La déboussole comme outil de mesure, Pierre-Marie Drapeau-Martin
texte critique à propos des œuvres de Carolina Zaccaro, au centre d’art contemporain de Meymac, du 28 octobre 2018 au 13 janvier 2019
« Bientôt, tout le monde aura besoin d’un interprète pour
comprendre les mots qui sortent de sa propre bouche. »
Adieu au langage, Jean-Luc Godard
Si changer de pays pour créer peut être déboussolant dans un premier temps, Carolina Zaccaro s’est toujours positionnée dans ces espaces de résidence comme dans un espace de transit et de mouvements perpétuels. Cette croisée des chemins est le lieu même d’élaboration des œuvres. Elle s’y installe, y demeure pour suspendre ces moments où de multiples voies restent ouvertes.

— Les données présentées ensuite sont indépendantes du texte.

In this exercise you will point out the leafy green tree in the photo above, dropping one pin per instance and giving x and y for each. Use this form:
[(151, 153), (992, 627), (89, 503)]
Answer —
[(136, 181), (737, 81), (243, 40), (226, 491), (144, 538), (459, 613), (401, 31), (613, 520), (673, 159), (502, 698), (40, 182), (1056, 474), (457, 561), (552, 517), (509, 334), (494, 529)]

En apparence hétéroclite, l’ensemble des œuvres ici présentées ne cherche pas une cohérence narrative ou stylistique, mais aspire plutôt à révéler les dimensions poétiques et ambiguës d’un pays et de sa langue, en jouant des écarts avec les langues occidentales. Loin du mimétisme et de la profusion de Shanghaï, les œuvres, aussi diverses que précises, tant par les matériaux utilisés que par les univers qu’elles convoquent, sont autant de portes d’entrée sur un territoire et une langue qui ne se laissent pas saisir.

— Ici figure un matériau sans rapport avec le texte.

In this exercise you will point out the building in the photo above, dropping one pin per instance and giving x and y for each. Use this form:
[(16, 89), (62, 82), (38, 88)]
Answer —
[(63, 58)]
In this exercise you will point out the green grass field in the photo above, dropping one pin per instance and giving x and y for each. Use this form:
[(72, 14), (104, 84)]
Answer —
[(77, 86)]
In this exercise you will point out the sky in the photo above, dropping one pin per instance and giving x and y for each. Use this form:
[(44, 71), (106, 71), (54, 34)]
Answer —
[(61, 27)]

Comme des phares ou des guides face à l’étrange, les œuvres sont présentées dans une légère pénombre et leurs petites dimensions invitent le spectateur à la traverser happé par un son, une lumière de néon ou de projection, ou encore par la brillance d’une photographie. Ces déplacements sont un risque, celui de ne pas comprendre, celui d’être face à un objet, un mot ou une situation qui ne s’explique pas et qui apparaît au premier regard comme une énigme.

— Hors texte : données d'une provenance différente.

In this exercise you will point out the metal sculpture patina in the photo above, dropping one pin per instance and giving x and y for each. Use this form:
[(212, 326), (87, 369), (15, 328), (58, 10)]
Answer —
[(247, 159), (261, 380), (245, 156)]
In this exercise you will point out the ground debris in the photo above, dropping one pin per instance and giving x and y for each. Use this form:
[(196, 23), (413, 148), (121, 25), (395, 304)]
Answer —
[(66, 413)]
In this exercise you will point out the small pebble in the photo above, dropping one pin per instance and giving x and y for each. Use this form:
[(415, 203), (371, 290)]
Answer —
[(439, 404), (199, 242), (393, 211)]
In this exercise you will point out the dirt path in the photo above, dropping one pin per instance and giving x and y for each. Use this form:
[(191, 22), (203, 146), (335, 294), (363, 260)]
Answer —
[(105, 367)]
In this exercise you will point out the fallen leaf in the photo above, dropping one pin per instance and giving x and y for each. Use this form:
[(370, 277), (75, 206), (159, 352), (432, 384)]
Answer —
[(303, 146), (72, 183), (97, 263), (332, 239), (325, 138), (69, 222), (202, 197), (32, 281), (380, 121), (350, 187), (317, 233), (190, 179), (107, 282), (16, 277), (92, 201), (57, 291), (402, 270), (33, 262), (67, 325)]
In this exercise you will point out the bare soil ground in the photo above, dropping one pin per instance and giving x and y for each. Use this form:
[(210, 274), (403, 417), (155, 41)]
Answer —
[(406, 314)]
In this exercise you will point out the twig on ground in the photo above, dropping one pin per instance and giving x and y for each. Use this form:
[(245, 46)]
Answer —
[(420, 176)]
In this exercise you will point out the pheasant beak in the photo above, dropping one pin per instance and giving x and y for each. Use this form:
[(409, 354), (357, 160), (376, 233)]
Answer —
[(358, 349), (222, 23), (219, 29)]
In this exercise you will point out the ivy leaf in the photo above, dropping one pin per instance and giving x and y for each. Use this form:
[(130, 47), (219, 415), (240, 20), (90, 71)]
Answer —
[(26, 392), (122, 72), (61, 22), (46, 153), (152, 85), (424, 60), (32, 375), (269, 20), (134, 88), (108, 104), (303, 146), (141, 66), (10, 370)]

L’œuvre Vœu de compréhension du langage révèle la position de l’artiste et pourrait s’appréhender comme une image-manifeste. Elle montre une action, celle d’une main tenant une cigarette fumante dans un parc où, en arrière-plan, apparaissent des figures floues. L’image souligne la distance qui sépare l’artiste des autres. La cigarette, indique la légende, est la première touchée et retournée dans le paquet fraîchement ouvert. Un vœu de compréhension est formulé et censé se réaliser lorsque la cigarette est fumée, soigneusement choisie la dernière. Cette image introductive porte les intentions et les enjeux que l’artiste s’est fixés, avec la légèreté et le sérieux d’une pensée magique : celle de réduire cet écart entre soi et l’étrange, entre soi et les autres, entre soi et le monde. Chaque œuvre devient alors une expérience unique de compréhension, de jeu et d’expérimentation avec le réel, ses signes et ses phénomènes.
Au-delà de ses intentions, la photographie montre ce temps d’espoir, peut-être anxieux peut-être joyeux de ne pas encore savoir, de profiter encore une minute ou deux et d’avoir le luxe de ne jouer encore qu’avec soi-même : jeu avec ses mains, jeu des brillances du doré. Un univers d’enfance semble se réveiller d’un passé lointain et être remis en perspective avec ce monde à découvrir.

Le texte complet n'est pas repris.